We had planned on giving our daughter a name of special significance in my wife’s family. Everyone in the family knew this.

When we knew that our daughter wouldn’t survive, we decided not to use this family name in hopes of using it in the future.

My wife’s sister and her husband have three kids (two daughters) and are now planning on using this family name. They are expecting their next child later in the year.

My wife is incensed, and I’m not far behind her.

It strikes me as particularly hurtful as my wife and her sister were in close contact all through our pregnancy and all of the tough decisions we had to make. She has had two other chances to use this family name and chose not to use it. To use it now seems particularly cruel.

My wife cannot figure out if she somehow offended her sister, or what’s up, and I’m not speaking with her for fear of losing my cool.

I’ve asked my wife’s parents to intervene, and they say they’ve spoken with her, but nothing has come of it.

I fear that this will cause a permanent rift in what has been a very close sisterly relationship. What would you suggest?

– Grieving and Angry

Dear Grieving: Your grief and anger about this are completely understandable, but is there any possibility that your wife’s sister thinks that she is somehow honoring you and your baby by using this name for her next child? Your wife’s parents might not have done a very good job of conveying your point of view.

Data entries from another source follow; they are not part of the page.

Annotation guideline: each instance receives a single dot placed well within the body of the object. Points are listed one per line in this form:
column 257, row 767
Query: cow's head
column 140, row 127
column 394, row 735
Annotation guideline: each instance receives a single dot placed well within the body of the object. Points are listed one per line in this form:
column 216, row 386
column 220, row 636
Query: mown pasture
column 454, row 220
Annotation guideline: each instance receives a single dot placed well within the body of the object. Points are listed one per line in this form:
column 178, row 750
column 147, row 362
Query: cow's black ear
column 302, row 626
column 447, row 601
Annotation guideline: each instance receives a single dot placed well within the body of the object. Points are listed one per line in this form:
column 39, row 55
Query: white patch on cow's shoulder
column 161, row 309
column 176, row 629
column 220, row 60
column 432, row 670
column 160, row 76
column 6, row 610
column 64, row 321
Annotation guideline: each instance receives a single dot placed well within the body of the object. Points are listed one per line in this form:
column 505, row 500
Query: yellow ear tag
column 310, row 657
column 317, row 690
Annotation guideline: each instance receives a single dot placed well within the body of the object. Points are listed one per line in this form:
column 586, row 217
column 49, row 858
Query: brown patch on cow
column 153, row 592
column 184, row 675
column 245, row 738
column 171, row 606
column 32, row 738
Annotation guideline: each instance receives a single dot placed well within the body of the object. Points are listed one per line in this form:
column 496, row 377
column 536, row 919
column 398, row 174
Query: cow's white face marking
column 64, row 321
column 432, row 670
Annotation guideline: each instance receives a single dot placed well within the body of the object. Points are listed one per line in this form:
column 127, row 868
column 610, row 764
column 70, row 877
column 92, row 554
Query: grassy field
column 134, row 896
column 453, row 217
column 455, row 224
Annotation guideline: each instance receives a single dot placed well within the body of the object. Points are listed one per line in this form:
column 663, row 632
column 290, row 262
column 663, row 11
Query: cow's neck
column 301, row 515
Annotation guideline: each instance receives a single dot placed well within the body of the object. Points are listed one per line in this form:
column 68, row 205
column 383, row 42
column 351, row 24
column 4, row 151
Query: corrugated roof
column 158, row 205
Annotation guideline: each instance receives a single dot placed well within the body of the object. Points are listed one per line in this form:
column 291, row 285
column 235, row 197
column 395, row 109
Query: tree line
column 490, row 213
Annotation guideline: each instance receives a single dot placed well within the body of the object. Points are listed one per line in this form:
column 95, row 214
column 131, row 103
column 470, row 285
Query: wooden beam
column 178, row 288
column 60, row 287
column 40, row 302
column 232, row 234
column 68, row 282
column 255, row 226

You and your wife should compose a letter, explaining your position and asking your sister-in-law and her husband to reconsider this choice.

After you write the letter, don’t send it for two days. Make sure that it conveys exactly how you feel. Don’t say anything extreme, which could make matters worse. Say how you feel and how hard this has been for you. If there is a way for you to compromise (perhaps they could use the name as a middle name), then you should suggest it.

I hope that you are getting and will continue to receive support.

Compassionate Friends offers support for grieving parents (compassionatefriends.org).

Dear Amy: I agree with your suggestion of calling in-laws by their first name.

I have an extremely shy father-in-law, who, for the entire time his in-laws were alive (they lived into their 90s) did not know how to address them. For 45 years, he did not directly address them! He would say, “Oscar, we are going to your grandmother’s” or “Oscar, your grandmother is here,” etc.

My mother actually requested that her sons-in-law use her first name rather than some name that made neither of them completely comfortable.

– All Adults

Dear All Adults: This is a conversation that should take place early on in a marriage, with the idea that mutual comfort is the ultimate goal.